Daren Li a été condamné à la peine maximale de 20 ans après avoir reconnu sa participation à une conspiration d’investissement en crypto-monnaies qui a escroqué environ 73,6 millions de dollars. Le ministère de la Justice indique que des co‑conspirateurs ont exploité les réseaux sociaux, des applications de rencontres et de faux sites de trading depuis des centres d’arnaque basés au Cambodge, en blanchissant les fonds via des sociétés écrans américaines.

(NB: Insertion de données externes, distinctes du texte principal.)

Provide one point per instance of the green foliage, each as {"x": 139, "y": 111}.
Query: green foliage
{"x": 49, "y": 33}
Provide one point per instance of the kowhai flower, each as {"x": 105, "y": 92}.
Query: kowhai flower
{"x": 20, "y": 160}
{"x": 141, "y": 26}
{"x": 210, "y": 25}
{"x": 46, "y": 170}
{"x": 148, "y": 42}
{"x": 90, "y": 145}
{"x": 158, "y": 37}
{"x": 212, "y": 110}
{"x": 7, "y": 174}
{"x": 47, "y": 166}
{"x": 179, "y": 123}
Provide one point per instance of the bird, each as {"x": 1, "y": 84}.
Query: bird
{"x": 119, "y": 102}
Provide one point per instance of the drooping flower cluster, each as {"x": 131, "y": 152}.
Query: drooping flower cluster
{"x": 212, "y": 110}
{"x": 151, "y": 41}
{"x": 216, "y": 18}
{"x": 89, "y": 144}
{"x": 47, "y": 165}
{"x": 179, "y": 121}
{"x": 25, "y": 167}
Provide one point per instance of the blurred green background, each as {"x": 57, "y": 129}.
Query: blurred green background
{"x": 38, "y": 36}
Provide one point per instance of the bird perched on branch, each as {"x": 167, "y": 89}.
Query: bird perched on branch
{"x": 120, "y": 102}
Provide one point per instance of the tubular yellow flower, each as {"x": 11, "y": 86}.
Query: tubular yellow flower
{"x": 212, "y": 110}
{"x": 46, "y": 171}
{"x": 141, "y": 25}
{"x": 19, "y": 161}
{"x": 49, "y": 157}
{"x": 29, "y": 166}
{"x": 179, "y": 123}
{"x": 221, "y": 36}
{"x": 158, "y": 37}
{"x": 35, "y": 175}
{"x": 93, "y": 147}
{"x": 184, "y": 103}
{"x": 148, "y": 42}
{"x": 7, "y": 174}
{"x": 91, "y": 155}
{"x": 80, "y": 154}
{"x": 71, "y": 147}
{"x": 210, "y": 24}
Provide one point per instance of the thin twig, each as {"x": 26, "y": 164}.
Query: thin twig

Un tribunal fédéral a infligé à Daren Li une peine de 20 ans d’emprisonnement après son aveu de participation à une conspiration internationale dédiée aux investissements en crypto qui a dérobé environ 73,6 millions de dollars à des victimes. Les procureurs ont décrit une opération fondée sur l’ingénierie sociale de type romance, l’utilisation de fausses plateformes de trading et des messages insistants sur les réseaux sociaux et les applications de rencontres pour gagner la confiance des victimes et les inciter à transférer des actifs numériques. Le ministère de la Justice a précisé que Li faisait partie d’un réseau plus large dont les opérateurs et facilitateurs étaient situés dans des centres d’arnaque en Asie du Sud‑Est, notamment au Cambodge, et que les produits des escroqueries étaient acheminés par des sociétés écrans américaines et d’autres mécanismes de blanchiment afin d’en dissimuler l’origine. La condamnation au maximum légal a pour objectif de dissuader les abus sophistiqués des rails cryptographiques et d’envoyer un message selon lequel les schémas criminels transfrontaliers exploitant les technologies émergentes s’exposent à des peines sévères. Les autorités ont également mis en avant cette affaire pour illustrer des techniques d’enquête permettant d’attribuer des transferts blockchain à des acteurs opérant depuis des juridictions opaques et pour coordonner des actions de saisie et de confiscation visant à démanteler l’infrastructure restante soutenant de telles escroqueries.